Aux États-Unis, l’opération baptisée « Projet mohole » a démarré en 1957 au large du Mexique mais a été rapidement abandonnée par manque de financement, atteignant quelque 180 mètres de profondeur sous une couche d’eau de 3.600 mètres. En Russie, en revanche, les scientifiques ont réussi à aller bien plus loin, poursuivant jusque dans les années 1990.

Neuf après le démarrage du projet, en juin 1979, le forage a battu le record précédemment établi à quelque 9.580 mètres. Quelques années plus tard, en 1983, il dépassait les 12.000 mètres. C’est en 1989 qu’il a atteint sa profondeur finale de 12.262 mètres. Le forage était censé se poursuivre jusqu’à 13.500 puis 15.000 m mais il a finalement été stoppé en 1992.

Creuser le plus profond dans la croûte terrestre n’était pas le seul objectif du projet. Les scientifiques associés à l’équipe du forage comptaient en profiter pour faire de nouvelles découvertes sur la Terre et ses profondeurs. Et ils n’ont pas été déçus. Au cours des vingt années de travaux, les trouvailles géophysiques se sont multipliées.

En creusant, les chercheurs ont notamment pu étudier la structure de la couche, sa composition physico-chimique ainsi que la propagation des ondes sismiques aux différentes profondeurs. Ceci leur a permis par exemple de découvrir qu’il n’y avait pas de transition du granit au basalte, deux roches différentes, entre 3 et 6 kilomètres sous la surface, comme on le pensait jusqu’ici.

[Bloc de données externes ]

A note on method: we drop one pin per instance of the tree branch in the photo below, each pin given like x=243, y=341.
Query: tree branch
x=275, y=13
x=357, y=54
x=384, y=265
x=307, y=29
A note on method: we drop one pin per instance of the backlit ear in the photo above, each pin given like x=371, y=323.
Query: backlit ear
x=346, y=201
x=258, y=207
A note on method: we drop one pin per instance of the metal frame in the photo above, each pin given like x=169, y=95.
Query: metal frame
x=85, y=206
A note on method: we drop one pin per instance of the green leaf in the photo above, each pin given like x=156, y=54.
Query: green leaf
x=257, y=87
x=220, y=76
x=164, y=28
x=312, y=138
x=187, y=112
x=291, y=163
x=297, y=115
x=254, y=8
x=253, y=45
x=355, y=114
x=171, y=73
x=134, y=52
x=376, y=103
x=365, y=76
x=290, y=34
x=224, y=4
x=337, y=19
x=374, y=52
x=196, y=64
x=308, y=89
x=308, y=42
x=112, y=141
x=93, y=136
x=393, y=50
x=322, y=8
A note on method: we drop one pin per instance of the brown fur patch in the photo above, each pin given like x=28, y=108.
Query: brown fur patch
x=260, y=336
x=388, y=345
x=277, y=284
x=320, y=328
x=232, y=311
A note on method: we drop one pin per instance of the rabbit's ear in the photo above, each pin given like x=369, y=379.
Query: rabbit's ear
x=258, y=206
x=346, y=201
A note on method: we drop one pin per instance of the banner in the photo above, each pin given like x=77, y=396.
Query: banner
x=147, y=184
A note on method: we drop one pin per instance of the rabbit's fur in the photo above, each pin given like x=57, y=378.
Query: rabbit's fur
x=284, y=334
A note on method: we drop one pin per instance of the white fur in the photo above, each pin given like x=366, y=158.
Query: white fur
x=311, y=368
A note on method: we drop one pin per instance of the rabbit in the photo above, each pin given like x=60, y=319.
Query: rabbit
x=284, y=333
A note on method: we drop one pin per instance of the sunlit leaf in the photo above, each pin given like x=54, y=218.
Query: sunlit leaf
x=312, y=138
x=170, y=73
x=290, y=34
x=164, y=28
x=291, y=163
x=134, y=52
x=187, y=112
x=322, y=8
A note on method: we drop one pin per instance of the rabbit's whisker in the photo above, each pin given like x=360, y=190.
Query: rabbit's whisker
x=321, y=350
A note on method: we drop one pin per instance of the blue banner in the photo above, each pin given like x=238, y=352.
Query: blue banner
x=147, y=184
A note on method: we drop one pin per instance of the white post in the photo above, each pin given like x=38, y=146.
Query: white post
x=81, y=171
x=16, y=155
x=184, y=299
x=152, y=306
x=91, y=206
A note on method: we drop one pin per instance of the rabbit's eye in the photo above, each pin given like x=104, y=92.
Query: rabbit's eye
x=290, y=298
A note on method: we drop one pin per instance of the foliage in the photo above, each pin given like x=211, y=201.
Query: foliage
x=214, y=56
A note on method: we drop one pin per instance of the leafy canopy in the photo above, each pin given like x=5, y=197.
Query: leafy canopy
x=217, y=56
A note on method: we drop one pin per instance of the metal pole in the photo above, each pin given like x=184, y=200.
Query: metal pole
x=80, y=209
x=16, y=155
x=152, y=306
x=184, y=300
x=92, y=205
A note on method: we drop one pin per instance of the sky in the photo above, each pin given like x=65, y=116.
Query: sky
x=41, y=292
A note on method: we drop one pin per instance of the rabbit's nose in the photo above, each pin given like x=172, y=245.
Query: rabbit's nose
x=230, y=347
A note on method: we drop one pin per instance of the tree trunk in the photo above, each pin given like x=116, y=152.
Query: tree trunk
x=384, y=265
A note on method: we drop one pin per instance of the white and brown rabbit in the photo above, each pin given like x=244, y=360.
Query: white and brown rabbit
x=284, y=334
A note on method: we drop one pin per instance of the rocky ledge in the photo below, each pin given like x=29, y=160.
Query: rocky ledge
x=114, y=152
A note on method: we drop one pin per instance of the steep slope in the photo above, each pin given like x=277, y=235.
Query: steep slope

A cette profondeur, les scientifiques avaient en effet observé que les ondes sismiques voyageaient bien plus rapidement. Un changement qu’ils pensaient lié à la présence de basalte mais les observations ont montré le contraire. Ce serait en réalité dû à l’existence de roche dite métamorphique, de la roche exposée à des conditions de chaleur et de pression intenses.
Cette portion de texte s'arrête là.